## __Capstone Project: Income Prediction__ 💰

Income inequality, where income is distributed unevenly among a population, is a growing problem across the world. With the rapid rise of migration, artificial intelligence (AI) and worker automation, this problem could continue to grow if steps are not taken to address the issue.

The project follows the CRISP-DM methodology as follows:
- Business Understanding 
- Data Understanding
- Data Preparation
- Modelling
- Evaluation
- Deployment

## __Business Understanding__ 

#### **Business Objectives**
- The project focuses on leveraging machine learning to predict whether individuals in developing nations earn above or below a specific income threshold, aiming to address the pressing issue of income inequality mostly witnessed in developing nations. 
- By creating a cost-effective and accurate tool for monitoring income levels between census years, this initiative not only offers valuable insights for policymakers to manage income disparities effectively but also carries the potential to significantly contribute to global efforts in mitigating income inequality and fostering a more equitable society.

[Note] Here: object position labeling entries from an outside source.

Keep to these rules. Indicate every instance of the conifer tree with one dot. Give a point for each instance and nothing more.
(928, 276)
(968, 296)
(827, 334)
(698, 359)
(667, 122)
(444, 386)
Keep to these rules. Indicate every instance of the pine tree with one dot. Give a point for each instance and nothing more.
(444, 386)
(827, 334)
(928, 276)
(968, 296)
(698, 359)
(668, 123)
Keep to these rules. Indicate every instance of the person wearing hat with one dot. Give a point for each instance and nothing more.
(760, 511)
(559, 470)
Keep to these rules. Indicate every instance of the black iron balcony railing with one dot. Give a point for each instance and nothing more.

**Business Needs:** A model to accurately predict if an individual earns above 50,000 USD.

#### **Project Goals**
- To create a machine learning model to predict if an individual earns above 50,000 USD.
- To create a streamlit app for user interaction

#### **Hypothesis**
Null Hypothesis (H0): There is no significant relationship between industry type and income level above 50,000 USD.

Alternative Hypothesis (H1): There is a significant relationship between industry type and income level above 50,000 USD.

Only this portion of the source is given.